People treat you the way you train them. If you let them get away with it, people will abuse you. If you appeal to their nasty side, you’ll get treatment. If you appeal to their nobility, you’ll get that.
I’ve often lain around and bemoaned the way people treated me. Then I listened to a lecture on relationships by Igor Ledochowski and got that idea that we train people how to treat us.
I like tough chicks. I love strong women. I date them. And then sometimes I get weak and allow them to treat me with contempt. And when I only whimper about it instead of setting up firm boundaries, they treat me increasingly worse.
I had a weak girlfriend. She’s the only one I’ve ever yelled at. I’m not a yeller. But because she let me get away with yelling at her, I yelled at her.
I get a lot of emails and Facebook messages from people seeking my help. I can’t think of an exception to the rule that when people I don’t know approach me casually and sloppily, it’s never worth my time to respond to them.
If you don’t know me, you should begin your email with “Mr. Ford” and you should take care that your email is correctly spelled and punctuated. And you should be clear what you want from me.
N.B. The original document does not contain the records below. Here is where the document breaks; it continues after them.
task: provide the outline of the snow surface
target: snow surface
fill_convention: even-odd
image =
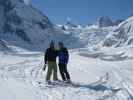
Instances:
[[[82,48],[69,52],[68,70],[73,84],[51,86],[45,83],[46,72],[42,71],[43,53],[24,50],[21,53],[1,52],[0,98],[2,100],[133,100],[132,46],[102,48],[98,51]],[[58,75],[61,79],[59,73]]]

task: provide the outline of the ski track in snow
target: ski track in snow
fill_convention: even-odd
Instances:
[[[132,72],[119,69],[117,64],[71,52],[68,69],[73,84],[47,86],[41,54],[22,59],[18,56],[18,59],[20,62],[14,64],[1,64],[0,78],[15,79],[31,86],[39,100],[133,100],[133,78],[128,76]]]

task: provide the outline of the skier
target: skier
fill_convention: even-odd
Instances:
[[[63,81],[70,82],[70,75],[67,71],[69,53],[68,53],[67,48],[64,46],[62,42],[59,42],[58,45],[59,45],[58,57],[59,57],[60,74],[61,74]]]
[[[45,60],[45,65],[44,65],[44,70],[46,66],[48,65],[48,71],[47,71],[47,76],[46,76],[46,81],[50,82],[51,75],[53,73],[53,80],[57,81],[57,64],[56,64],[56,57],[57,57],[57,50],[55,50],[54,47],[54,42],[51,41],[50,47],[46,50],[44,60]]]

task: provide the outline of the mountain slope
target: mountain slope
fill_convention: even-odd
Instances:
[[[103,46],[127,46],[133,44],[133,17],[119,24],[103,41]]]
[[[69,43],[77,40],[55,28],[47,16],[23,0],[0,1],[0,37],[11,45],[44,50],[51,40]]]

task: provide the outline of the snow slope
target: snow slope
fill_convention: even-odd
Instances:
[[[1,53],[0,98],[3,100],[132,100],[132,51],[131,46],[104,48],[99,51],[98,56],[93,57],[92,55],[97,55],[96,51],[70,50],[68,70],[73,84],[59,83],[53,86],[45,83],[46,72],[42,71],[42,53],[27,51],[22,54]]]

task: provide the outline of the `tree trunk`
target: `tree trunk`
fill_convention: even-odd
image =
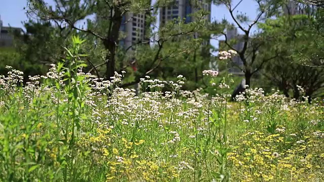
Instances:
[[[299,100],[299,97],[300,96],[300,94],[299,94],[299,90],[298,90],[298,88],[294,85],[294,98],[296,100]]]
[[[249,87],[251,87],[251,77],[252,76],[252,74],[251,74],[251,71],[249,69],[246,70],[245,73],[245,84],[249,85]]]
[[[117,41],[119,38],[119,29],[122,24],[123,14],[118,8],[114,9],[114,14],[111,19],[111,28],[108,30],[107,38],[104,41],[105,48],[108,51],[106,55],[106,79],[110,80],[115,71],[115,55]]]

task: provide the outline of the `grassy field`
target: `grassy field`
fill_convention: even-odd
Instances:
[[[226,79],[211,97],[181,76],[143,78],[136,97],[70,63],[24,87],[10,67],[0,80],[1,181],[324,181],[322,101],[255,88],[229,102]]]

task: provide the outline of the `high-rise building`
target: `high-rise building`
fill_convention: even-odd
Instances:
[[[0,16],[0,47],[10,47],[14,44],[14,37],[10,33],[11,31],[21,31],[21,28],[5,27]]]
[[[240,35],[237,33],[236,28],[229,29],[226,31],[226,37],[227,37],[227,42],[229,42],[233,39],[236,39],[237,42],[232,46],[233,48],[237,51],[241,51],[243,49],[244,46],[244,41],[241,40],[243,38],[243,35]],[[219,47],[221,49],[224,47],[226,47],[225,40],[221,40],[219,41]],[[227,50],[221,50],[227,51]],[[232,57],[232,63],[230,67],[229,68],[228,71],[230,73],[235,75],[242,75],[243,72],[237,67],[242,68],[243,67],[243,62],[238,55]]]
[[[127,13],[123,17],[120,31],[125,34],[125,38],[120,39],[119,45],[126,49],[139,41],[146,39],[146,23],[144,13],[134,14]],[[134,50],[133,46],[129,50]]]
[[[197,0],[194,0],[197,1]],[[195,8],[191,3],[193,1],[190,0],[176,0],[173,6],[163,7],[160,8],[159,20],[160,25],[163,25],[168,21],[174,19],[180,19],[185,18],[185,22],[188,23],[195,21],[194,18],[190,16],[192,13],[199,10],[199,8]],[[208,11],[211,11],[211,4],[207,1],[197,0],[201,7]],[[211,16],[207,16],[205,17],[208,21],[210,21]]]

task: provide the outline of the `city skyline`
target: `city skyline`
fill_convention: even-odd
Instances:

I get these vague messages from women asking for help with their prospective conversion to Orthodox Judaism. Most of the time, they don’t have any real questions for me. They just want emotional support. They just want me to sit there and listen to them complain about their lives and to assure them that everything is going to be OK.
So I tell them, “Google it.” And they respond, “That sounds impersonal.”
Well, with few exceptions, the only women I’m going to emotionally support are girlfriends. The only people who get birthday cards, let alone gifts, from me are those I might marry.